Created: Wed, 16 Oct 2013 06:05:00 CST
Updated: Wed, 16 Oct 2013 06:57:07 CST
So many questions with such little time.
The debt ceiling deadline drew near Wednesday.
And seniors were left wondering about the future of their social security and Medicare benefits.
But, the Senate reached a deal.
Local seniors had a sigh of relief.
"Well it was kind of nice to hear that,” said Marjorie Young, a senior citizen and Harvard resident.
In the case of a default, the treasury was projected to cover the social security payments due this month.
That includes the 12 billion due Thursday and another payment on October 25th.

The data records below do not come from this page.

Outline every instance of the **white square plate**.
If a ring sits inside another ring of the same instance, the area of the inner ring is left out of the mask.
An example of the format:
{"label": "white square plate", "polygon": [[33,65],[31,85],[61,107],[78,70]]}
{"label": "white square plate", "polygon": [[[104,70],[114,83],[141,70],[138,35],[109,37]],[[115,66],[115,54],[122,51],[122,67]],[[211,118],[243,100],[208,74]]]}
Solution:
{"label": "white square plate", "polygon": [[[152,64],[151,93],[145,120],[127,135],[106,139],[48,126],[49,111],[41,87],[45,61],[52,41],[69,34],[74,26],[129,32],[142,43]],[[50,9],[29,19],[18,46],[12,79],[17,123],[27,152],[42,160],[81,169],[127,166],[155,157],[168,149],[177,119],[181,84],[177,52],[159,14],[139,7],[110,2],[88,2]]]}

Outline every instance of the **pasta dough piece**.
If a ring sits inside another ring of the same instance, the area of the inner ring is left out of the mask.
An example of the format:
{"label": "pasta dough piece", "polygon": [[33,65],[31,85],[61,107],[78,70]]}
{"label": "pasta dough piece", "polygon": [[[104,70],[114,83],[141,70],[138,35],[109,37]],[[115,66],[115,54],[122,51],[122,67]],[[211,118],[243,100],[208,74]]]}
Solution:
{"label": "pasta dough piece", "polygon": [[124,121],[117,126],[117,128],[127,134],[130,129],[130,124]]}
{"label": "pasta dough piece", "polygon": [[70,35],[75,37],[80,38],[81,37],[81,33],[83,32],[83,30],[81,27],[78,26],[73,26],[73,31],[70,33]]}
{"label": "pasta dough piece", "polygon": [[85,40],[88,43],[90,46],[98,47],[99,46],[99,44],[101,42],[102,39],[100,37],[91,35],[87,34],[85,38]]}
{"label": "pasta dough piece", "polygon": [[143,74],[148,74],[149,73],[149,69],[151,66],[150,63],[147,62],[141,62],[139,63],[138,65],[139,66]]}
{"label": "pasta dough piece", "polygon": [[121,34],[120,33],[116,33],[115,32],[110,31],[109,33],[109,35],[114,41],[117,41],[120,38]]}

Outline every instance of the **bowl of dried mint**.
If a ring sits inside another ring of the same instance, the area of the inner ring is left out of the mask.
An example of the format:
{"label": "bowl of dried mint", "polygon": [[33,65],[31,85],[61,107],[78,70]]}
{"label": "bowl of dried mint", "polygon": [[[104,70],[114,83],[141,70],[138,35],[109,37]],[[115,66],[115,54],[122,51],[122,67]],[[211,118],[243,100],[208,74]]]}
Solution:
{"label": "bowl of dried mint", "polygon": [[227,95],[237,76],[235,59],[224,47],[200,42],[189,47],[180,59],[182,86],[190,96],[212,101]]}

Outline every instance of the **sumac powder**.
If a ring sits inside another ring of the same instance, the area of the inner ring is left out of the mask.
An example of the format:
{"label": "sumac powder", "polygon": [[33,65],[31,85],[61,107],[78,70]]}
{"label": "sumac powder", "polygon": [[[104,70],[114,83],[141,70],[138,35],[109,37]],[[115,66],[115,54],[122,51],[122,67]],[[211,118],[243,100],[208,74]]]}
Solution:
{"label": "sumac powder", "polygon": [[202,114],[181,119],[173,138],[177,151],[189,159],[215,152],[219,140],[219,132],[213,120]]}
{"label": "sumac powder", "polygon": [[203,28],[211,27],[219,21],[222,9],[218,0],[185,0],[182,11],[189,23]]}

The same is true for Medicare payments.
But by November the treasury would be running low on funds.
"Well they've talked about both of them, technically, for a long time,” Young said.
And even with a bipartisan deal, they'll likely keep talking about it.

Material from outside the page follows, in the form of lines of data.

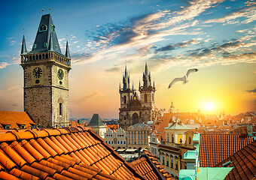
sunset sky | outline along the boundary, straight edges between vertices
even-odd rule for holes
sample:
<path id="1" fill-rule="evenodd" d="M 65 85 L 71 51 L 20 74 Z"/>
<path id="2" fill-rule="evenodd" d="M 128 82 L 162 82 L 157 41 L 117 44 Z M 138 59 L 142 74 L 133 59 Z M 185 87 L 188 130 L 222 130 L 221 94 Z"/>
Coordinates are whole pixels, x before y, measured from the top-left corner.
<path id="1" fill-rule="evenodd" d="M 69 42 L 71 117 L 118 118 L 125 64 L 138 89 L 145 62 L 158 109 L 173 101 L 178 112 L 256 112 L 255 1 L 32 0 L 1 6 L 0 110 L 23 110 L 22 38 L 31 50 L 41 9 L 46 14 L 50 8 L 62 53 Z M 195 68 L 188 83 L 167 89 Z"/>

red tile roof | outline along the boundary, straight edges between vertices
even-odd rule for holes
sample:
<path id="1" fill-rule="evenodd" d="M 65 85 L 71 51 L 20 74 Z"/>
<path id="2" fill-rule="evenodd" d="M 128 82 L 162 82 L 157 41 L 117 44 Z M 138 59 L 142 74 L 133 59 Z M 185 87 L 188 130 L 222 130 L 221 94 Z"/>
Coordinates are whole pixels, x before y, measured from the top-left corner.
<path id="1" fill-rule="evenodd" d="M 224 164 L 229 161 L 230 164 L 226 166 L 233 166 L 233 168 L 227 175 L 226 180 L 256 179 L 256 141 L 223 160 L 216 166 L 222 166 Z"/>
<path id="2" fill-rule="evenodd" d="M 148 180 L 172 179 L 171 175 L 166 170 L 163 170 L 163 166 L 157 162 L 157 158 L 148 150 L 145 150 L 140 158 L 133 161 L 131 164 L 138 173 L 142 173 Z"/>
<path id="3" fill-rule="evenodd" d="M 11 125 L 11 128 L 20 128 L 20 124 L 23 124 L 26 128 L 35 123 L 26 112 L 0 111 L 0 129 L 5 129 L 7 124 Z"/>
<path id="4" fill-rule="evenodd" d="M 215 166 L 251 142 L 251 136 L 241 134 L 201 134 L 200 166 Z"/>
<path id="5" fill-rule="evenodd" d="M 145 179 L 88 128 L 0 134 L 2 179 Z"/>

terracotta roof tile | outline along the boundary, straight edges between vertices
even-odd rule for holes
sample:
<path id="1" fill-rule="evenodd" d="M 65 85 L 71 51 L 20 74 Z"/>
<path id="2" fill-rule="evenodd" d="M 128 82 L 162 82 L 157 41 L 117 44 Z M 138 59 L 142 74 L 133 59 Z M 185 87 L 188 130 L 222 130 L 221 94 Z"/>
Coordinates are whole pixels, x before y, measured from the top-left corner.
<path id="1" fill-rule="evenodd" d="M 0 134 L 0 176 L 48 180 L 145 179 L 91 128 L 84 129 Z M 143 166 L 151 170 L 150 166 Z"/>
<path id="2" fill-rule="evenodd" d="M 130 163 L 138 172 L 142 173 L 146 179 L 166 179 L 169 173 L 167 171 L 161 172 L 162 166 L 155 160 L 156 158 L 148 151 L 144 151 L 140 158 Z"/>
<path id="3" fill-rule="evenodd" d="M 201 134 L 200 166 L 212 167 L 252 142 L 241 134 Z"/>
<path id="4" fill-rule="evenodd" d="M 253 179 L 256 177 L 256 141 L 225 159 L 216 166 L 233 166 L 227 175 L 227 180 Z"/>

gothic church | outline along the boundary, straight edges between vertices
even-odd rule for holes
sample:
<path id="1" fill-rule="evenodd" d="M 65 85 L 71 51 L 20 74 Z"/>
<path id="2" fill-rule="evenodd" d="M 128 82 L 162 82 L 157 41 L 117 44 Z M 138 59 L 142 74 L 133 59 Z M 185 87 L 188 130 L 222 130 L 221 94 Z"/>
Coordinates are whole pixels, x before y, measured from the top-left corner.
<path id="1" fill-rule="evenodd" d="M 125 67 L 123 75 L 123 88 L 120 85 L 120 107 L 119 108 L 119 124 L 126 130 L 130 125 L 137 123 L 147 124 L 154 118 L 154 82 L 151 83 L 151 76 L 145 64 L 143 73 L 143 86 L 139 85 L 139 94 L 136 90 L 130 87 L 130 74 Z"/>
<path id="2" fill-rule="evenodd" d="M 21 66 L 24 71 L 24 111 L 41 128 L 66 127 L 71 58 L 60 50 L 50 14 L 43 15 L 31 51 L 23 36 Z"/>

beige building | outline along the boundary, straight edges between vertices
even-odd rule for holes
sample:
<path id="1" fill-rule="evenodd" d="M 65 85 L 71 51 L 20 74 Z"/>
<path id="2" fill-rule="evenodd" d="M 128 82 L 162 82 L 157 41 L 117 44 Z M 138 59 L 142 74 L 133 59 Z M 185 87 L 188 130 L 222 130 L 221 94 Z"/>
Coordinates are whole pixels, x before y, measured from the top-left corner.
<path id="1" fill-rule="evenodd" d="M 50 14 L 42 16 L 31 51 L 23 36 L 20 56 L 24 111 L 41 128 L 69 126 L 71 58 L 68 42 L 66 53 L 60 50 Z"/>
<path id="2" fill-rule="evenodd" d="M 186 169 L 184 154 L 189 150 L 194 150 L 194 132 L 190 130 L 180 119 L 173 116 L 172 122 L 165 128 L 166 140 L 159 145 L 161 165 L 176 179 L 178 179 L 180 170 Z"/>
<path id="3" fill-rule="evenodd" d="M 99 118 L 99 114 L 94 114 L 90 120 L 88 126 L 93 128 L 94 132 L 98 134 L 102 138 L 104 139 L 104 134 L 107 130 L 107 125 L 104 124 Z"/>
<path id="4" fill-rule="evenodd" d="M 127 128 L 127 147 L 136 149 L 148 148 L 148 138 L 151 132 L 151 128 L 144 123 L 130 126 Z"/>
<path id="5" fill-rule="evenodd" d="M 127 134 L 121 128 L 117 130 L 108 128 L 105 133 L 104 140 L 114 148 L 126 148 Z"/>

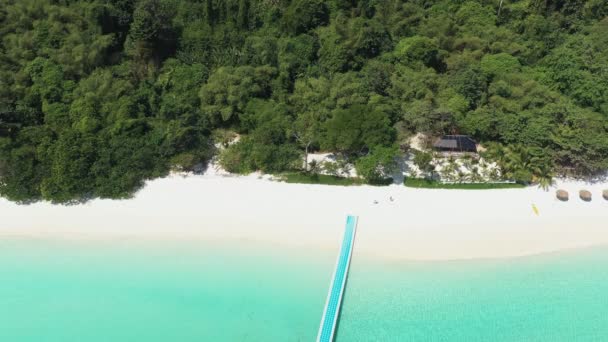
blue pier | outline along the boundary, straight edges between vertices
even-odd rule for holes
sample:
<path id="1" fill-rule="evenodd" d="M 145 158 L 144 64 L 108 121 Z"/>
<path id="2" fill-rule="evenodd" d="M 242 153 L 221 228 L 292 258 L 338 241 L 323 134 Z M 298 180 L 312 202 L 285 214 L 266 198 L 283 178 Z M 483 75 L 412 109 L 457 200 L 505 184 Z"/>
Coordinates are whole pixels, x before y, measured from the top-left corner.
<path id="1" fill-rule="evenodd" d="M 338 314 L 340 313 L 340 305 L 342 304 L 342 295 L 344 294 L 344 287 L 348 276 L 348 266 L 350 265 L 350 258 L 353 252 L 356 230 L 357 217 L 349 215 L 346 218 L 346 229 L 344 231 L 344 238 L 342 239 L 342 247 L 340 247 L 336 269 L 334 270 L 329 293 L 327 294 L 327 302 L 325 303 L 325 310 L 323 311 L 323 318 L 321 319 L 321 326 L 319 327 L 319 335 L 317 336 L 318 342 L 332 342 L 334 339 L 336 325 L 338 323 Z"/>

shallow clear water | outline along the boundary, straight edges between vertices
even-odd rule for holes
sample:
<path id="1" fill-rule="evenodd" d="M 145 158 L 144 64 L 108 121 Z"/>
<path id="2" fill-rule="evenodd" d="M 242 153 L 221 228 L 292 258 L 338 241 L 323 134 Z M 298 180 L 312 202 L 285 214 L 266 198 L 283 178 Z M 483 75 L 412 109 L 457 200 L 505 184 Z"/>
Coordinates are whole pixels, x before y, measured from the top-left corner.
<path id="1" fill-rule="evenodd" d="M 314 341 L 334 262 L 278 246 L 0 240 L 0 341 Z M 608 248 L 355 253 L 337 341 L 608 340 L 606 265 Z"/>

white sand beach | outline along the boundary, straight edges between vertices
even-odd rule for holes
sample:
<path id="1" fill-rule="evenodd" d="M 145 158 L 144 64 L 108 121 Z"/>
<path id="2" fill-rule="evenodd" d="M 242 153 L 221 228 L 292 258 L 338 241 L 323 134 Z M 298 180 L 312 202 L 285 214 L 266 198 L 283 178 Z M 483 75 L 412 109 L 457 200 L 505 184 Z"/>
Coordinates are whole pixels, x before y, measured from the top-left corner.
<path id="1" fill-rule="evenodd" d="M 568 202 L 555 198 L 557 187 L 570 192 Z M 359 216 L 358 255 L 514 257 L 608 245 L 608 201 L 602 198 L 607 188 L 558 181 L 548 192 L 536 187 L 427 190 L 286 184 L 256 175 L 173 175 L 148 182 L 129 200 L 63 206 L 0 199 L 0 238 L 186 238 L 337 250 L 345 216 L 354 214 Z M 593 200 L 579 199 L 580 189 L 590 190 Z"/>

Thursday's Senate deal funds the government only until January 15th.
It also includes a December 13th deadline for budget negotiations.

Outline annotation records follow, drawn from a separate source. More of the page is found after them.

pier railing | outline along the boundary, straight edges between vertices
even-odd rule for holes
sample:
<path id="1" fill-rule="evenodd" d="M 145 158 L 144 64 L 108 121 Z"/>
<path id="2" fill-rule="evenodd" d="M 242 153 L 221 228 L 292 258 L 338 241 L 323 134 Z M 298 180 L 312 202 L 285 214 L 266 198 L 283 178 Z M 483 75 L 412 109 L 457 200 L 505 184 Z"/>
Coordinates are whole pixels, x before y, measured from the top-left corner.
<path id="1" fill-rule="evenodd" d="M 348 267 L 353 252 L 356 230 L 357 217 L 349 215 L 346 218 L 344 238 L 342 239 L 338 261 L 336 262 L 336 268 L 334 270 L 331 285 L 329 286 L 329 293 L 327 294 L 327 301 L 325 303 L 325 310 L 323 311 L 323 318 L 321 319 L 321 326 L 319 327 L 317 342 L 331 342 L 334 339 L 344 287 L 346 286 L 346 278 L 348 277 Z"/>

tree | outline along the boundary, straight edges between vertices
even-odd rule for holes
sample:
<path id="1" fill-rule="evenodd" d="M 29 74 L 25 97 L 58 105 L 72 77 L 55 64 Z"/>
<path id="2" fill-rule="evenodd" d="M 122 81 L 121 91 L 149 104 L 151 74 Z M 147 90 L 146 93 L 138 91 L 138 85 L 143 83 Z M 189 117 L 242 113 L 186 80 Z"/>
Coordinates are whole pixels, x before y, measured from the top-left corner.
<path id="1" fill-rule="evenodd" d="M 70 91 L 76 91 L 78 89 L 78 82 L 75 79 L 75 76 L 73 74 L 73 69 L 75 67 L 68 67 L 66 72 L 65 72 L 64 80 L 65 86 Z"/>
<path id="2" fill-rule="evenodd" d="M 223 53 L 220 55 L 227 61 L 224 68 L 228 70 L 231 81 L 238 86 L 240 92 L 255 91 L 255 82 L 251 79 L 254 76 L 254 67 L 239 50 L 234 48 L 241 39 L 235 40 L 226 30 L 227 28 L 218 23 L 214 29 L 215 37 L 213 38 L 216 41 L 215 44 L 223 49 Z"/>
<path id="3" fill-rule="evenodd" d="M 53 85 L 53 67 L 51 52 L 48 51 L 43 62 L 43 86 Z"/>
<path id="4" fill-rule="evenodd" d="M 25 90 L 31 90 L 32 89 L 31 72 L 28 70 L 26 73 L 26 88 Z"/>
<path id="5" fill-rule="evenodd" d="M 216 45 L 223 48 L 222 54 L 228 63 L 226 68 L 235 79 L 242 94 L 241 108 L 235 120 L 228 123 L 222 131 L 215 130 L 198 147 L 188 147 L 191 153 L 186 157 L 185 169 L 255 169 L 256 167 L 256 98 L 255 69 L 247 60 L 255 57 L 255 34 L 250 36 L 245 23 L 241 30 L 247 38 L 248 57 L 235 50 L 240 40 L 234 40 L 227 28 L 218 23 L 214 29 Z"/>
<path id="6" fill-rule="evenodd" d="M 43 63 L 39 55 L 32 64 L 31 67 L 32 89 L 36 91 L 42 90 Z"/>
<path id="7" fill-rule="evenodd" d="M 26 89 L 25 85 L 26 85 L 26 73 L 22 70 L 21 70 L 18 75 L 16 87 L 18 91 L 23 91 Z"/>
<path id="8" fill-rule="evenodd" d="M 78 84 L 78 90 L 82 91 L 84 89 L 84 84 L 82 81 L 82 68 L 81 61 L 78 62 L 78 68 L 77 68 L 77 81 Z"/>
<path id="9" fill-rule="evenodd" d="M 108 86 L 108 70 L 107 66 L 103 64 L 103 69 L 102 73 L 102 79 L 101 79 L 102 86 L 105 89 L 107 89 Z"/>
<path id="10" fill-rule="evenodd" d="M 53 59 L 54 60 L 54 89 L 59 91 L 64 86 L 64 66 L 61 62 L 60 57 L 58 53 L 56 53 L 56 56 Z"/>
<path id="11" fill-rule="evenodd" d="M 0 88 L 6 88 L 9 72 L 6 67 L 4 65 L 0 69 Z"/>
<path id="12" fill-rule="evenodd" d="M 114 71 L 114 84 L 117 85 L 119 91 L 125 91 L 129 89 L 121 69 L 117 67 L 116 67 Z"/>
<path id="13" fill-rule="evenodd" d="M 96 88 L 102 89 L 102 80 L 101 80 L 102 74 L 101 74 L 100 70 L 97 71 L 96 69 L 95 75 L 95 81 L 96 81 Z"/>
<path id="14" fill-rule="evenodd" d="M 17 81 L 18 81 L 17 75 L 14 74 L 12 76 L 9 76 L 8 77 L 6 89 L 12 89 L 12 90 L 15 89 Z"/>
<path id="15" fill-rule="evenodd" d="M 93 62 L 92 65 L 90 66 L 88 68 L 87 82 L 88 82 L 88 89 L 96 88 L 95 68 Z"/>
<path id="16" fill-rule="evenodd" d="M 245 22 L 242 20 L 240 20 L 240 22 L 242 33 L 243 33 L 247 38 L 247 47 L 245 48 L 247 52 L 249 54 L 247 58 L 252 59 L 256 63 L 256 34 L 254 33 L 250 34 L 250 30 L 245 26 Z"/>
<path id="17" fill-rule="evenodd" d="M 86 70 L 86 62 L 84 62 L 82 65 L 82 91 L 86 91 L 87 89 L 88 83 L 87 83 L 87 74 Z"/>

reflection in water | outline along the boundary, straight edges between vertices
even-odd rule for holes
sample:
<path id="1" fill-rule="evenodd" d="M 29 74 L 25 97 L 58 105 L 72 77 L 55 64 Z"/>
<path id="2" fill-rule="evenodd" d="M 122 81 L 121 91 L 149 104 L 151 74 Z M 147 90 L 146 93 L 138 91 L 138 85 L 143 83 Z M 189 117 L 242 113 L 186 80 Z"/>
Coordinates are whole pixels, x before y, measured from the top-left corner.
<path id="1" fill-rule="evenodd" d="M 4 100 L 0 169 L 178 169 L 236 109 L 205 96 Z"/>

"We can't neglect the people that need the services the most, which are of course the elderly and the children,” said DeAnna Tuttle of the Agency on Aging.
The deal would also end the partial government shutdown, which was a risk to the Agency on Aging.
"If the federal government doesn't pay the state government, they can't pay us, and yes then we could possibly see some of the services being cut back over the lack of funds,” Tuttle said.
Tuttle's main concern as the deadline approached?
More fluctuation in the economy.
She feared it could diminish the value of retirement accounts.
But the Agency on Aging has been told that the elderly are a top priority.
"We have been assured that social security checks and Medicare benefits are not in jeopardy at the moment,” Tuttle said.